[apologies for the poor quality of the photograph – it looks better than this]
I love shepherds’ pie. I don’t dislike its poorer cousin, cottage pie (made with beef), but much better is a cottage pie, made with lamb mince. So as I have a couple of friends coming for supper tonight, I popped into Normans on Tuesday and bought some lamb mince, enough for tonight and to pop a load of cooked filling into the freezer.
£12. Twelve pounds [falls over]. And it didn’t even look that much meat. Still … Last night I chopped onions, carrots and courgettes, and bunged them in the slow cooker in readiness. And this morning, I browned off the mince (in the wok – free firelighters!); I’ve always been wary of slow cooking mince without browning it first, and I’m not trying it for the first time with 12 quids’ worth of lamb.
The browned lamb went into the slow cooker, and I added some chopped herbs, about ¼ of one of those huge 99p tins of tomato purée (which reminds me, the rest of it is in the fridge), about ½ a glass of red wine, which has been sitting by the hob waiting to be used, some chopped garlic, and one of those little stock pot things.

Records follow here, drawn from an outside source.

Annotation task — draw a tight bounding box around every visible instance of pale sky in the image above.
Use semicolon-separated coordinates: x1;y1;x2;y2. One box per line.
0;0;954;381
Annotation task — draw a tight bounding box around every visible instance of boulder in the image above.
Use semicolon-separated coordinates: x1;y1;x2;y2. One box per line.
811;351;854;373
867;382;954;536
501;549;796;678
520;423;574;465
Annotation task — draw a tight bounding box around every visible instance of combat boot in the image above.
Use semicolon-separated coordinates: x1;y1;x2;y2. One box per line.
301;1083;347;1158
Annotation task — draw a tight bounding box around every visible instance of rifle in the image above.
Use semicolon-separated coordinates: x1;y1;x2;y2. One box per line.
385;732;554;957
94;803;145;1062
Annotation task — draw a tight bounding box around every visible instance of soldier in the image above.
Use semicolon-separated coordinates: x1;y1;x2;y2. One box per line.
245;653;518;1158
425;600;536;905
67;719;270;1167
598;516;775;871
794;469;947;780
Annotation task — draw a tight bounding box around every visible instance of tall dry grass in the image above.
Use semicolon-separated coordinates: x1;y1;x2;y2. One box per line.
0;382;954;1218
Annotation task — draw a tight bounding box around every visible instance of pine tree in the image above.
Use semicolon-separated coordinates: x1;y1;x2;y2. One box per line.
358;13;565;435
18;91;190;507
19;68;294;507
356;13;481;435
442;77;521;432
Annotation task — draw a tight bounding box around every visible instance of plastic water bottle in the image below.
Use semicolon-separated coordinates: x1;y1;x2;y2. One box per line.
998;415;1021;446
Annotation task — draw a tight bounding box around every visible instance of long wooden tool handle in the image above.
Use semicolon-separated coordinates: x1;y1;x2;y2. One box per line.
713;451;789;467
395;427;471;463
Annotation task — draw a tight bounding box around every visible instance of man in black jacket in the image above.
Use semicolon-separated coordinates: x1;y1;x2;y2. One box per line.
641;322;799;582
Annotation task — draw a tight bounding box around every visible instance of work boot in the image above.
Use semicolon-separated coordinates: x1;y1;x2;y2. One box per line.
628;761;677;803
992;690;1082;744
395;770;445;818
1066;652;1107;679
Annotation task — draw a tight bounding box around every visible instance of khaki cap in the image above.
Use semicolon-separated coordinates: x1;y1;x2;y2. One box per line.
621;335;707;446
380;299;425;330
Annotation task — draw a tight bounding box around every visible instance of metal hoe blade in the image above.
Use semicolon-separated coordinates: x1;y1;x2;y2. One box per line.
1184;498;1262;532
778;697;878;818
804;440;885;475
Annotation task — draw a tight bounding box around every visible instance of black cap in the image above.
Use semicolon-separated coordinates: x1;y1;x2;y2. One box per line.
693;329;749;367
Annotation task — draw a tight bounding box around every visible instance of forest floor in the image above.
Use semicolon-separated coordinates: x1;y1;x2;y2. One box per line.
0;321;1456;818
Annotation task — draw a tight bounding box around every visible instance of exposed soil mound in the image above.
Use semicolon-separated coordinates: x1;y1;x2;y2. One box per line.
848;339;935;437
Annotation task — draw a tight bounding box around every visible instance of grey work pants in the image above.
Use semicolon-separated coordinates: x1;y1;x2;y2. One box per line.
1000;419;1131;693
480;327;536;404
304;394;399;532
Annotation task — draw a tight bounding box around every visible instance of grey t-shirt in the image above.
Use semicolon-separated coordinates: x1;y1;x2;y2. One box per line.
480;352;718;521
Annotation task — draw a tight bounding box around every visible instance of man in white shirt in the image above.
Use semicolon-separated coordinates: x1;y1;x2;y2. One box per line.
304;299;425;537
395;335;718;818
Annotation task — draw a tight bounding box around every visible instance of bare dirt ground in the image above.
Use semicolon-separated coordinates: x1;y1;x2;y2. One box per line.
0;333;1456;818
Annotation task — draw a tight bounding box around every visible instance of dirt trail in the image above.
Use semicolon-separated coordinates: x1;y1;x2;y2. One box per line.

And a very little water, because I’ve been caught out before with sloppy stuff in the slow cooker – the lid fits too well! And that’s it, really – it’s comfort food, not posh.
I used always to add a can of baked beans to shepherds’ pie filling, but flushed with success after the home made baked beans, I took a different tack this time. I’d run out of haricots, and so bought a bag from the Indian grocer up the road; they were labelled as haricots, but when I slow cookered them yesterday, they looked more like butter beans by the time they were done. They also enlarged themselves quite dramatically, so look out for a post in the next day or two involving leftover haricots and tomato puree! Anyhoo, after the mince mix had driven us mad all morning, I added some? most? of these pseudo haricots, and left it all to sit.
I had intended top top it with a mash of swede and potato, possibly with finely chopped spring onions (guess what I found in the back of the vegetable drawer? 🙂 but, sadly, the swede was unpleasantly squishy. So I did a load of cheesey mashed potato, with the spring onions, bunged it on top of the lamb, and put it in a hot oven.
And it was probably the best shepherds’ pie I’ve ever made.
Pudding? Well, it’s a weekday, and I haven’t much time, and Aldi had a 99p Apple Strudel. Nothing wrong with shortcuts when you’re busy, eh? Nobody wanted much more, so it remains in the freezer.